David Simon and George Pelecanos’ ambitious new HBO series, The Deuce, explores this sordid milieu with a focus on the lost souls who inhabit it, as well as the legalisation of the adult film industry and its repercussions on both the area and the community. Then there is the organised crime contingent; zeroing in on the real estate market in the rundown neighbourhood and making a fortune from bars and massage parlours. As perceived through the eyes of the 42nd Street locals, The Deuce is an incredibly authentic snapshot of a seedy bygone era and a wonderfully nuanced, character-driven drama.
“an incredibly authentic snapshot of a seedy bygone era”
Marc Henry Thompson, a location manager on Simon’s series Treme, indirectly provided the seed for The Deuce by introducing the producers to a New York City local who had worked in the mob-fronted bars and massage parlours during the 1970s. That particular local and his twin brother would become the dual characters played by James Franco in the series – Vincent and Frankie Martino.

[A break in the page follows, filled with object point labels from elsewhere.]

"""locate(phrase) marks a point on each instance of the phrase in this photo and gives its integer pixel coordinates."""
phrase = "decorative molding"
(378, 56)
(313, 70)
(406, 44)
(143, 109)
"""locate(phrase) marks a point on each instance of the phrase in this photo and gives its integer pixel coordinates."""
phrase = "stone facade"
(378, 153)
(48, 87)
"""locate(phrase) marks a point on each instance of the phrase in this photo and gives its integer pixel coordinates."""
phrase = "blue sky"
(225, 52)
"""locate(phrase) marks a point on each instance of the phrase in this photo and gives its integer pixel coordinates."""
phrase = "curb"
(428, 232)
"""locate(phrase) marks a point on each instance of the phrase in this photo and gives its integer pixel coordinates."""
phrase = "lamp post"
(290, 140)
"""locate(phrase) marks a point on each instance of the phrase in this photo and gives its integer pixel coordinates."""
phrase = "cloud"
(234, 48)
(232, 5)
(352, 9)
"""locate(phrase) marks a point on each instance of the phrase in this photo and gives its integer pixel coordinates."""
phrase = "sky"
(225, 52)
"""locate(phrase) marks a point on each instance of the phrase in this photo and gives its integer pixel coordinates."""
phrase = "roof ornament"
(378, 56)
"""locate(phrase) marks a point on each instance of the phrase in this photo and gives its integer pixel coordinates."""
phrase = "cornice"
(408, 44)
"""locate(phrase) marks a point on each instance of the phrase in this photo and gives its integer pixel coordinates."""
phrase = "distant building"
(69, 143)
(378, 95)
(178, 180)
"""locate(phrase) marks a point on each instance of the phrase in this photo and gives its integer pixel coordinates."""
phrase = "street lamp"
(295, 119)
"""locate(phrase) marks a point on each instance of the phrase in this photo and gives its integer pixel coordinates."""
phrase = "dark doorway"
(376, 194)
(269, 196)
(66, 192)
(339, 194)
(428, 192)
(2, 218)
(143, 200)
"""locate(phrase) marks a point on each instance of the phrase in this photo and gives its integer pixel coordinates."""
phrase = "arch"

Despite its sleazy subject matter, the series is neither exploitative or gratuitous in its depiction of the porn industry. Nor does it sanitise the reality of the period; it tells it like it was. “If you allude to this in ways that clean it up, you’re not dealing with the fact that not only was labour marginalised and misused, but that the product itself was the labourer,” Simon told The New York Times.
The Deuce also boasts a strong female voice, with Maggie Gyllenhaal both a producer on the show and a central character. Her fiercely independent sex worker, Eileen ‘Candy’ Merrell, provides a vital perspective – refusing to work with a pimp despite the dangers involved, and seizing opportunities created by the emerging adult movie business, both in front of and behind the camera.
“Part of the reason I also wanted a producing credit and to be part of the conversation is because our show is about sex workers and about sexual politics and about misogyny. I wanted to be part of that conversation,” Gyllenhaal told The Hollywood Reporter.
Along with Franco’s double act and Gyllenhaal’s headstrong hooker, the show’s ensemble of colourful characters includes a number of regulars from The Wire, including Chris Bauer, Anwan Glover and Michael Kostroff. But the most important character is undoubtedly The Deuce itself – a living, pulsing entity with a salacious heart, re-created with startling verisimilitude at an uptown location; CGI rendering the seamy facades and theatre marquees with diligent attention to detail, right down to misspelt movie titles.
Prior to being cleaned up and transformed into a tourist mecca in the mid-nineties (see left), visitors were cautioned to avoid the Times Square and 42nd Street district after dark. Two generations on, The Deuce invites viewers to safely traverse this dangerous underbelly of New York City in the company of its denizens, and witness the birth of one of the world’s most lucrative industries.
In the early ’90s, the New York City and state governments joined forces to make Times Square and its environs a cleaner and safer place, demolishing flophouses and old porn and grindhouse cinemas – like the notorious Lyric and Selwyn. The area was systematically transformed into a family-friendly environment through the renovation of historic theatres, and the construction of new ones. The corresponding drop in the crime rate was dramatic and consequently, New York lost its reputation as a dangerous city. Now a hub for live entertainment, with a concentration of Broadway theatres, the New 42nd Street bears little trace of its sleazy past.